The next attempt to destabilize the limit cycle-like attractor took place at a more recent time (~1.5 ma BP). This event is indicated by the second pink star in the framed diagram, and a larger domain colored by purple within the main WT-amplitude pattern in Fig. 1. However, this attempt was also failed to succeed. The real change of the climatic limit cycle-like attractor
shape (a bifurcation in terms of the dynamical system theory) took place after a short while (~1.250 ma BP). This bifurcation event is marked by red star in the diagram. Both external forces (the progressive climate cooling and the quasi-periodic insolation variations induced by ~1.2 ma-long obliquity beat) were responsible for this bifurcation.

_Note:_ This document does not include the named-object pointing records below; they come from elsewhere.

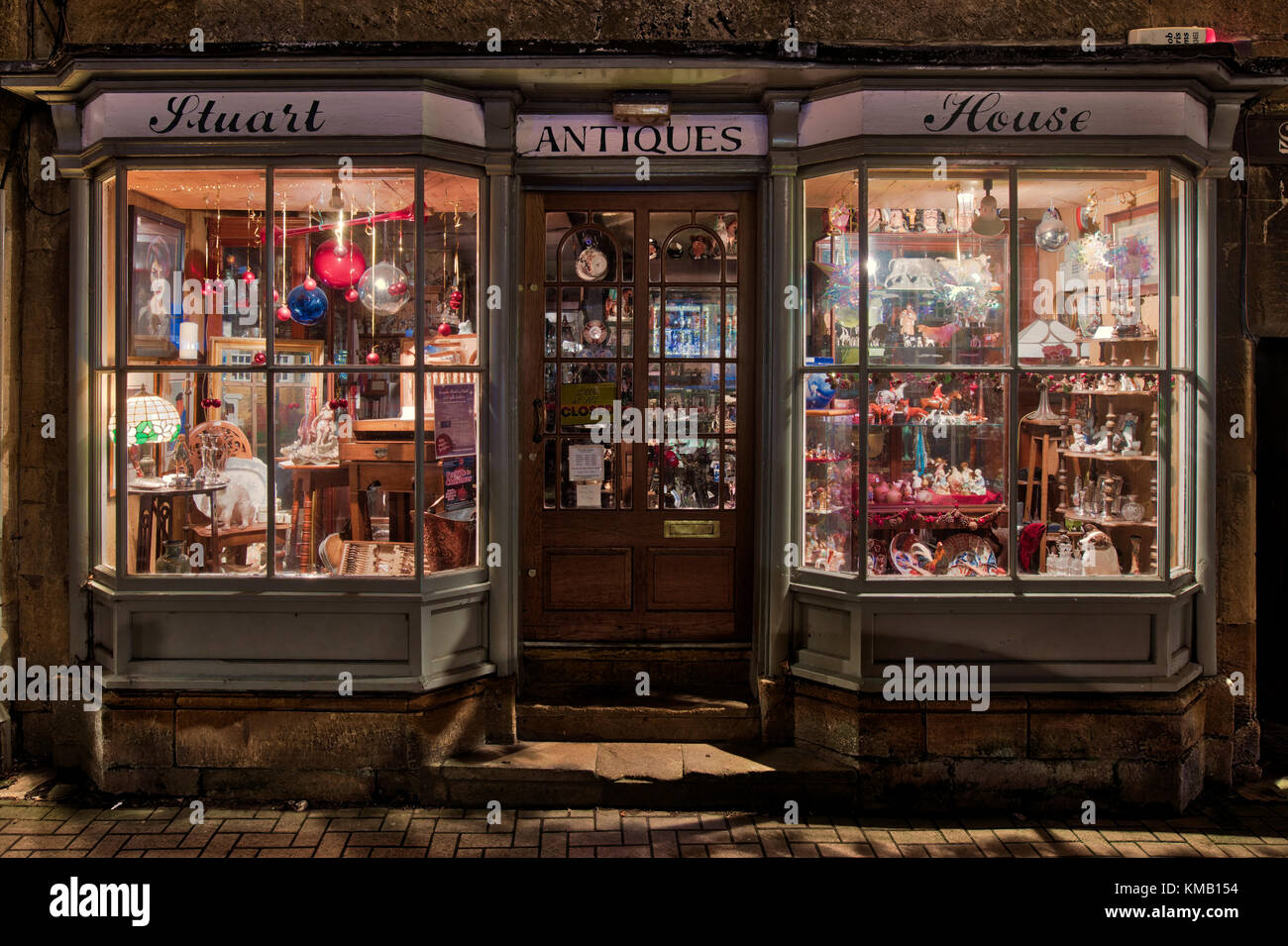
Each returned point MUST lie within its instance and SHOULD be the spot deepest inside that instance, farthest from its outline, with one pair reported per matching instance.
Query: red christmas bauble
(339, 270)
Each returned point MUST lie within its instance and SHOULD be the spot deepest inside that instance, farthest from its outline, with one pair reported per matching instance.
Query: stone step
(657, 718)
(642, 775)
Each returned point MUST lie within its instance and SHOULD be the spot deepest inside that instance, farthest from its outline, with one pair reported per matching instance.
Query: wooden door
(644, 300)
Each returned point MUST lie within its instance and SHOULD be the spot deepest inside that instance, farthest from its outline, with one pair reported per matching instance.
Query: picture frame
(1138, 223)
(243, 403)
(156, 253)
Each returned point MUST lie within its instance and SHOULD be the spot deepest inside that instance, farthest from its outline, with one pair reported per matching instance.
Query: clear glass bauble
(384, 287)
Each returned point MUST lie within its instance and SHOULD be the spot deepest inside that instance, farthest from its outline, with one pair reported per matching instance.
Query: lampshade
(149, 420)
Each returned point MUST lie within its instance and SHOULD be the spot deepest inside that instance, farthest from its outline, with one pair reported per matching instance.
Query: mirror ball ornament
(375, 288)
(1052, 232)
(308, 306)
(339, 265)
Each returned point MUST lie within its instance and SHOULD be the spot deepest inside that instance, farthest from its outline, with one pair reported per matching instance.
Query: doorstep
(642, 775)
(657, 718)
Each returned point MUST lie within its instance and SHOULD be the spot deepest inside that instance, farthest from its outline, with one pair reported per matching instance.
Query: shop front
(412, 416)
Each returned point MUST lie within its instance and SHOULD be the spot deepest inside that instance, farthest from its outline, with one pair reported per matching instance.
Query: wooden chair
(236, 444)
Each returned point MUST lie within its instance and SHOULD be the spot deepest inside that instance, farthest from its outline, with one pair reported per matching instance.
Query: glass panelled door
(632, 528)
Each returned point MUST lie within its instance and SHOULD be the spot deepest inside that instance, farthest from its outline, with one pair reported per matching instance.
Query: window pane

But the progressive climate cooling was decisive because the obliquity beat magnitude was not very large at this time moment.
Portraying the Pliocene/Pleistocene Climatic Attractors
There are two questions now. The first one is how the new shape of the climatic attractor arose as a result of this bifurcation? The second is what kind of external forces drove the newly-arisen climatic attractor during the followed times of the Pleistocene?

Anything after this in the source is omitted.